Aber das allein hat ja nichts mit der Frage zu tun, wie es am PC aussieht. Am PC sollte es normalerweise kein Problem sein, dass man für PCs ohne SSD dann eben optional in den Einstellungen das Deaktivieren kann, was bei der Konsole für ein Plus sorgt. 

Dass man auf ner Konsole etwas haben wird, was der PC nicht kann, denke ich auch nicht - außer die Entwickler machen es bewusst aus der PC-Version raus, da sie nicht extra in den Spieleoptionen ein Menü für Nutzer mit/ohne SSD einbauen wollen. Dann isses aber eher ein Problem des Games, nicht der Hardware. 




> Ansonsten macht es wenig Unterschied ob ein Spiel von HDD oder SSD läuft, was soll da wie gesagt wahnsinniges anders sein?

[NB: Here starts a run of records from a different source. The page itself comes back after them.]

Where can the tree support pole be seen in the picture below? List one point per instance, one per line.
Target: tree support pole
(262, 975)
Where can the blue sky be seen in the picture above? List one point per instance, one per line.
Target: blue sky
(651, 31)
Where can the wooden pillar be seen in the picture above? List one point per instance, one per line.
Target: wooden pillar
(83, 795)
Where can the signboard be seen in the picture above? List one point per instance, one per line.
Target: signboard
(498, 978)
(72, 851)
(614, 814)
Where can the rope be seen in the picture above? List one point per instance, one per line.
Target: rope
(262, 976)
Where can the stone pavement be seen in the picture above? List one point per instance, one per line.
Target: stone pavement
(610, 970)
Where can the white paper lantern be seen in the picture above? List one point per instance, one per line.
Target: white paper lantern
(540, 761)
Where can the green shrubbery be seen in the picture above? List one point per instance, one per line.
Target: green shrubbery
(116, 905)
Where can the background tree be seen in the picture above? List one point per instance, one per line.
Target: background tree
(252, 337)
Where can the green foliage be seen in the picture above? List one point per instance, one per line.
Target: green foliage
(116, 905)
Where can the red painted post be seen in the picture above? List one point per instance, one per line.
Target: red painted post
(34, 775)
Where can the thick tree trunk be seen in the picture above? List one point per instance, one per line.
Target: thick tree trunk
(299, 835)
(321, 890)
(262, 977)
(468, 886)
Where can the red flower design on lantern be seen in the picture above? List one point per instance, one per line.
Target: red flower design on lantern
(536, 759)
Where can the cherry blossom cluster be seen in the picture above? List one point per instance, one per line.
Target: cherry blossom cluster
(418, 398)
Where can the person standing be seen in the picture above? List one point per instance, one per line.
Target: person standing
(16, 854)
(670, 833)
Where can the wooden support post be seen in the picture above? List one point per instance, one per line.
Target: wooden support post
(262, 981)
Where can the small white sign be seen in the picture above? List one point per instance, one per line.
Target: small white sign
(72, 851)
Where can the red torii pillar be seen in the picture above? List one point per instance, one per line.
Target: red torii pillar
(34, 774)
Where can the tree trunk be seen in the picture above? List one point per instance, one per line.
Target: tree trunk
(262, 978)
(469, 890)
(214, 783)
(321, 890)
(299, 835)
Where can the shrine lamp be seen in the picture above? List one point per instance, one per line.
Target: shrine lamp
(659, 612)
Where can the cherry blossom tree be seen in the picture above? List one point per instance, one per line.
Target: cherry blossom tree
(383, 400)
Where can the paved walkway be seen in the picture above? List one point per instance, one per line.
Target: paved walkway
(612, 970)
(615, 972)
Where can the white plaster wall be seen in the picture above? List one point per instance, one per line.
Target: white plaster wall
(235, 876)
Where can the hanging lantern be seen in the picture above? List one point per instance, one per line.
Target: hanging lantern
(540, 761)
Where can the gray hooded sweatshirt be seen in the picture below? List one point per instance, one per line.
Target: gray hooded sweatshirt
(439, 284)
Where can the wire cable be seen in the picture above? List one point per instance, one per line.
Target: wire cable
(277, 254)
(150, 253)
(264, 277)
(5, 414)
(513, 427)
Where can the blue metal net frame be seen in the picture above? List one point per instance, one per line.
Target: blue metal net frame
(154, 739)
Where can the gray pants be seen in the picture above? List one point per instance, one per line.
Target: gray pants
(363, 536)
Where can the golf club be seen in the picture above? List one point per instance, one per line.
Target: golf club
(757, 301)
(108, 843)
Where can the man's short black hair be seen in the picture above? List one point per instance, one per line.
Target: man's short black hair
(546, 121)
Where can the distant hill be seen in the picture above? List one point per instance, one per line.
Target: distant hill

 bisher nichts, wobei es durchaus ein paar Openworld bzw MMO-Games gibt, in denen es mit ner SSD ein wenig "smoother" läuft. zB bei Diablo 3, u.a aber auch, da es rel. spät erst nachlädt und vor allem beim Eintritt in einen neuen Bereich stockt, wenn man eine HDD nutzt: https://www.pcgameshardware.de/Diablo-3-Spiel-21367/Tests/Diablo-3-Test-Benchmarks-1043386/

Aber unabhängig von Ladevorgängen: man arbeitet durchaus an Dingen, bei denen eine SSD einer HDD überlegen wäre. Es gibt zB ja KI-unterstützte Datenbanken bzw. man arbeitet daran, aus denen sich dann Szenen "vorausahnen" lassen, so dass die Engine in der Summe mehr FPS oder etwas realistischere Grafik ohne zusätzlichen Rechenaufwand bringen kann, da diese Inhalte nicht berechnet werden müssen. So was erfordert aber einen schnellen Zugriff auf die Datenbank - dies wäre durch eine SSD oder sehr viel RAM möglich. SOLLE ein Game so was nutzen, wäre eine SSD also wichtig, außer man kann die ganze Datenbank ins RAM laden.


----------



## Spiritogre (24. Januar 2020)

Herbboy schrieb:


> Der Aussage von Sony stimme ich völlig zu, denn es WIRD ja dann möglich sein, viel schneller Inhalte nachzuladen, so dass man zb hochauflösendere Texturen verwenden kann als wenn man nur eine HDD hätte, oder man kann auf kurze Ladefenster verzichten und einen fließenden Übergang machen. Es entstehen also in der Tat mehr/neue Möglichkeiten als mit ner HDD, obgleich man das sicher auch einfach mit mehr RAM umsetzen könnte.
> 
> Aber das allein hat ja nichts mit der Frage zu tun, wie es am PC aussieht. Am PC sollte es normalerweise kein Problem sein, dass man für PCs ohne SSD dann eben optional in den Einstellungen das Deaktivieren kann, was bei der Konsole für ein Plus sorgt.
> 
> ...


Ähm, nein, nicht unbedingt. Wie auch schon erwähnt, Spiele können seit  ewigen Jahren auch im Hintergrund schon voraus laden. Dann ist es völlig  Latte ob SSD, HDD oder gar DVD / BR. Konsolenspiele machen das nur  selten, weil Konsolen eben bisher eben nur sehr, sehr wenig  Arbeitsspeicher hatten. Eine PS3 hatte nur 256MB + 256MB  Arbeitsspeicher, was damals schon lächerlich wenig war, eine PS4 hat 8GB  Shared Memory wovon im Regelfall 5 für Spiele und 3 für Grafik genutzt  werden. 
D.h. es ist abzusehen, dass diese SSD-Technologie da auch nur kompensieren wird. Insbesondere wenn eben eine PS5 nur 16GB hätte. Denn 8GB davon gehen ja mind. für 4k Grafik drauf. 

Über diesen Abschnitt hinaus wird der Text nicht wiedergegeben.